After learning that Tillman was doused with bleach, Denver Detective Nash Gurule had a good idea of who the stranger could be.

"I said, you know, 'It sounds like him…he likes bleach. This is his thing," he said.

Sure enough, when police Detective Jaclyn Shaklee tested the DNA under Tillman's finger nails, it came back as a match for Travis Forbes.

Fort Collins police arrested Forbes -- they found him walking home with another woman near the Colorado State University campus on July 10.

He confessed to both the assault of Tillman and murder of Kenia Monge after prosecutors agreed to not to charge him under the death penalty. He explained he had stored Monge's body in that suspicious cooler before burying her in a field.

He later cleaned out his van with bleach, he told police, and burned anything Monge touched.

Lydia was still in a coma when Forbes was arrested. She finally regained consciousness after five weeks and when she did, her anger was palpable: she repeatedly attempted to tear away the tubes feeding her stomach and even dismantling a bolt in her head that monitored her brain pressure.

Only two days after she emerged from her coma, Lydia began writing the statement that she would eventually submit to the court at Forbes' sentencing on Sept. 27.

Standing at her father's side in a packed courtroom of friend and family supporters, Tillman stared defiantly at Travis Forbes, who sat constrained in chains only a few feet away.

In her statement, she wrote:"Travis Forbes, you caused me no harm. My spirit, my soul and my mind remain untouched. May you find peace in this life."

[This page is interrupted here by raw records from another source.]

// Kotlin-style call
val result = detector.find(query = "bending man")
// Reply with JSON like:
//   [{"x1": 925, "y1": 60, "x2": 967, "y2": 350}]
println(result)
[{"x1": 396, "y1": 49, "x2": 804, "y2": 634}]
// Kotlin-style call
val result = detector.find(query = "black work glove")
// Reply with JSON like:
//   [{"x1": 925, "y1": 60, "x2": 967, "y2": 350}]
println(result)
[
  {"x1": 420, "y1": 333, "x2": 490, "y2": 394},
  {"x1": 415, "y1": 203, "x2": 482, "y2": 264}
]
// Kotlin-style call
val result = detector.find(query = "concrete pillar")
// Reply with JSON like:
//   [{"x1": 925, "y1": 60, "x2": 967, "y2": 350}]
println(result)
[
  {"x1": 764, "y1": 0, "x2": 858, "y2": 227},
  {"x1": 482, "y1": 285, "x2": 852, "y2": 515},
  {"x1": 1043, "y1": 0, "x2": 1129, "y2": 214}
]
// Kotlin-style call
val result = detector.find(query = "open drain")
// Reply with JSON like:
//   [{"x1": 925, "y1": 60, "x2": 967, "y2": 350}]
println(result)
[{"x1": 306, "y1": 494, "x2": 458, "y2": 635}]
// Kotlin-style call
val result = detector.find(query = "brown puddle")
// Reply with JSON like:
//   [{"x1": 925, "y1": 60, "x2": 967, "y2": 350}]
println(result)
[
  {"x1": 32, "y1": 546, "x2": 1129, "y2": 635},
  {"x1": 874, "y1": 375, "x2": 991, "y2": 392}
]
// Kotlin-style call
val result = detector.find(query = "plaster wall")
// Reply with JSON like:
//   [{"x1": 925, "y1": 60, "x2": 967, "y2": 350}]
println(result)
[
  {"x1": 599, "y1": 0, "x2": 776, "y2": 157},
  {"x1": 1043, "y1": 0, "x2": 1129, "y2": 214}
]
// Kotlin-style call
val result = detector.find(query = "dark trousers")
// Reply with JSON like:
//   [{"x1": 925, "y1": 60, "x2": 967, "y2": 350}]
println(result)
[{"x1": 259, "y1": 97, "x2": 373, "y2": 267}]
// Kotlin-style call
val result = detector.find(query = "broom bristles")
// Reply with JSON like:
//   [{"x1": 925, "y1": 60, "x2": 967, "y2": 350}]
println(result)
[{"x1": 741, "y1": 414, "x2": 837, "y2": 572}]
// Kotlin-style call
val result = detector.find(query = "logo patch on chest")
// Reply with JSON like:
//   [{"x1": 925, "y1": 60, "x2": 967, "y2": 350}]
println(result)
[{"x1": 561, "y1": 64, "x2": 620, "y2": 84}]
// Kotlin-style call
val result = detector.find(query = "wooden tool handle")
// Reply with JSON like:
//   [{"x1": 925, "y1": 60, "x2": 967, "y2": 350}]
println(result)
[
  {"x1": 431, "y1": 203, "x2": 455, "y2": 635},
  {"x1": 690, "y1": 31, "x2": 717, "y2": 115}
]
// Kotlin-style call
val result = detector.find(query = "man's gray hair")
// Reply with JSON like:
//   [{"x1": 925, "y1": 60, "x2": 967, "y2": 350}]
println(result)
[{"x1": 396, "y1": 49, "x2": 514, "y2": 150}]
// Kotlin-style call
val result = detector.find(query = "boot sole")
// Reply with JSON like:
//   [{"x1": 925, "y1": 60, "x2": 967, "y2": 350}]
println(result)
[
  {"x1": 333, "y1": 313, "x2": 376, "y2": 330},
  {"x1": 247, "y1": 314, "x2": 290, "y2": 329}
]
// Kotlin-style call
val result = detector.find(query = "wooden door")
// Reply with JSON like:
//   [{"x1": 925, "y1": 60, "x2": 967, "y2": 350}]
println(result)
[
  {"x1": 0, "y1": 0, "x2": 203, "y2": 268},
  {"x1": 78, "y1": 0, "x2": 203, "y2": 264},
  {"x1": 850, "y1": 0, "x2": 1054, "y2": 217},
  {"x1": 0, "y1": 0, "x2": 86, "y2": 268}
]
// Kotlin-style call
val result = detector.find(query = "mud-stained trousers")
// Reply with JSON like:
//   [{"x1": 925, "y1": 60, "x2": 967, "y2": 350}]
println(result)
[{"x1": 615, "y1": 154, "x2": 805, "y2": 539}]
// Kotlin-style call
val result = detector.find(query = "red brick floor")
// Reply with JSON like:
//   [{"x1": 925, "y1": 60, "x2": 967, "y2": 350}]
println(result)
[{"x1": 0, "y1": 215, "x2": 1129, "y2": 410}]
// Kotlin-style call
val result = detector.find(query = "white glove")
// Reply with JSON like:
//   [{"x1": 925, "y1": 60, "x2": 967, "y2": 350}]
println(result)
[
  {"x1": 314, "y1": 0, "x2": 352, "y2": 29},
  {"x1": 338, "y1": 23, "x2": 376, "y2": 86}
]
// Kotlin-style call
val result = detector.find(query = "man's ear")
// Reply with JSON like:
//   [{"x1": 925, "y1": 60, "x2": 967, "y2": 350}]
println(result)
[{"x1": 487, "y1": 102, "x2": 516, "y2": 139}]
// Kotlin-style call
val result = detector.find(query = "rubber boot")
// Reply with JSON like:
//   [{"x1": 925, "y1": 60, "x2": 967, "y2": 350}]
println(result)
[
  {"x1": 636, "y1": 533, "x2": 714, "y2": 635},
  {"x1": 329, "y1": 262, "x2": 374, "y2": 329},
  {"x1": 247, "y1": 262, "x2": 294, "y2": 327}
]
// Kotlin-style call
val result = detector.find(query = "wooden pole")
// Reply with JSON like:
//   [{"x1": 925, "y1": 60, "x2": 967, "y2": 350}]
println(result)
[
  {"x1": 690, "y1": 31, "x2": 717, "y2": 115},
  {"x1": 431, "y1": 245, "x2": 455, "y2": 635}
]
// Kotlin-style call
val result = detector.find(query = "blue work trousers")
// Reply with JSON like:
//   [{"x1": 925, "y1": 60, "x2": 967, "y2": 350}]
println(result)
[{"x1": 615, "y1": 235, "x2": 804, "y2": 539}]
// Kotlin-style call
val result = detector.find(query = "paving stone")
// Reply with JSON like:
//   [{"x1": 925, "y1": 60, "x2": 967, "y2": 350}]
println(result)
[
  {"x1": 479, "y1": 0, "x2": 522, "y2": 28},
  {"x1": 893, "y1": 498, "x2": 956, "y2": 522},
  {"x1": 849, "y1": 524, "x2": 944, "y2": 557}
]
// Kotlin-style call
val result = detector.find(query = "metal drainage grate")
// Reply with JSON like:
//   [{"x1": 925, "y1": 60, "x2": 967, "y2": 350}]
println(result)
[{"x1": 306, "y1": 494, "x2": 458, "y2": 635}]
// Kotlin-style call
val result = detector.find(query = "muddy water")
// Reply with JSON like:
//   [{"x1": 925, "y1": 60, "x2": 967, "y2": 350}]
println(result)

It took her over an hour to compose the three sentences which she wrote by hand on a piece of notebook paper.

Though the brain and throat damage from the attack has severely limited Tillman's ability to speak, she told ABC News in a written statement, "It was my intention to find the strength in my heart to forgive Travis Forbes. I did. I felt extreme anger toward him, then I felt sad for him. He must be in so much extreme pain to so brutally hurt another human."

As she continues her recovery, Tillman wears a bracelet encouraging herself and others to "Live Your Days Inspired Anew." She is now able to run several miles a day and participate in a local yoga class. By the end of the year, Lydia hopes to climb the 14,000-foot mountain, Longs Peak.

Monge's family, meanwhile, hopes that their daughter's story will serve as warning to other women.

"I want the brutality to be out there as a learning tool," Lee said. "I want women to know that this could happen to you."